Friday 31 July 2015

LINCOLN CENTER HONORS RICHARD LESTER WITH RETROSPECTIVE


Richard Lester’s 1968 film, “Petulia,” aimed dead center at the swinging ’60s and hit the bull’s-eye in evoking the disoriented historical moment of the Vietnam War, psychedelia and mod fashion, when everything seemed to be unraveling. 
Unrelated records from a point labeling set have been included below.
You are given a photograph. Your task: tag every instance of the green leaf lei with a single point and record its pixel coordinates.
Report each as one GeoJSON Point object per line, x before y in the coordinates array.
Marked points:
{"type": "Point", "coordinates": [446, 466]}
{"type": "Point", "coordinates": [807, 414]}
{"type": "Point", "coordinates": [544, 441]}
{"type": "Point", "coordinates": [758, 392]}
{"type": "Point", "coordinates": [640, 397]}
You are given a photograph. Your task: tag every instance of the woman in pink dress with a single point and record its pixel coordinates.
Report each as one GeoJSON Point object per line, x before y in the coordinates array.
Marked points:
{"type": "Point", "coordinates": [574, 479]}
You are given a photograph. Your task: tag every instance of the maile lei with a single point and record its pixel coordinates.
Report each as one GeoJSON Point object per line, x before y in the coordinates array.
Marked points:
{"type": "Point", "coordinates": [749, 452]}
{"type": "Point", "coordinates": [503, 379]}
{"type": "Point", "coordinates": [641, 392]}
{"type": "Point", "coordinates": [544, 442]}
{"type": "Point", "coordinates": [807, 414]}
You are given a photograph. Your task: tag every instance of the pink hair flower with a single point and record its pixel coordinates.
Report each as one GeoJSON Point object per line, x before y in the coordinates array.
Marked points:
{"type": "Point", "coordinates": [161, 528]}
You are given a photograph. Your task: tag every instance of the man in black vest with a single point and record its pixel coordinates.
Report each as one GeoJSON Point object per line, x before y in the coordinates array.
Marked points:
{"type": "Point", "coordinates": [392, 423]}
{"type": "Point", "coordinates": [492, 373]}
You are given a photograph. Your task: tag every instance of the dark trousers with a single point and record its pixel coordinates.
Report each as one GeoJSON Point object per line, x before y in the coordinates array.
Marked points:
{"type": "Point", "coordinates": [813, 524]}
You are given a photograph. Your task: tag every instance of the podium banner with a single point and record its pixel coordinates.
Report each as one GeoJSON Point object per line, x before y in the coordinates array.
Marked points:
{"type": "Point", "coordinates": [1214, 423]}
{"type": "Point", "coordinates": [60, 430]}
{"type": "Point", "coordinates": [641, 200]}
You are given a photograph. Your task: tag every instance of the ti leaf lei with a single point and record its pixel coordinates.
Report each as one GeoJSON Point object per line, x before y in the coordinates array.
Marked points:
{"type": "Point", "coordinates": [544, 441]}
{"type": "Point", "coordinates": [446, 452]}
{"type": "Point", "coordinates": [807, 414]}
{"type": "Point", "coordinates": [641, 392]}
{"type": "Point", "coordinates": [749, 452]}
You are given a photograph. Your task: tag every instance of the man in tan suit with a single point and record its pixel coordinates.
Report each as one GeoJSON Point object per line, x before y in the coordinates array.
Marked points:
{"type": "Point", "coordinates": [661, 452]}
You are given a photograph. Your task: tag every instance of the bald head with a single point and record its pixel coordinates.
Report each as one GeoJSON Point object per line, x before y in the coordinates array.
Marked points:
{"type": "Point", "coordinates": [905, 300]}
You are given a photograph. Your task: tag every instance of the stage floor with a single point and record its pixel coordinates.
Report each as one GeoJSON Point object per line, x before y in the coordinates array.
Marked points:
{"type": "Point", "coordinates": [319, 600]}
To the delirious playfulness of his two Beatles musicals, “Help!” and “A Hard Day’s Night,” Mr. Lester added a new layer of grown-up chaos with this story of a divorced, floundering San Francisco surgeon (George C. Scott); a kooky, free-spirited British beauty (Julie Christie); and her abusive husband (Richard Chamberlain), adapted from a novel by Lawrence B. Marcus. With Nicolas Roeg’s phantasmagoric cinematography and fractured narrative style, which jumps forward and back, this bittersweet movie was way ahead of its time.









“Petulia,” which screens Aug. 10 and 13 at the Walter Reade Theater, is a high point of Lincoln Center’s weeklong 15-film retrospective, “Richard Lester: The Running Jumping Pop Cinema Iconoclast,” beginning August 7th, which also includes “The Knack ... and How to Get It,” “Robin and Marian” and “The Three Musketeers.”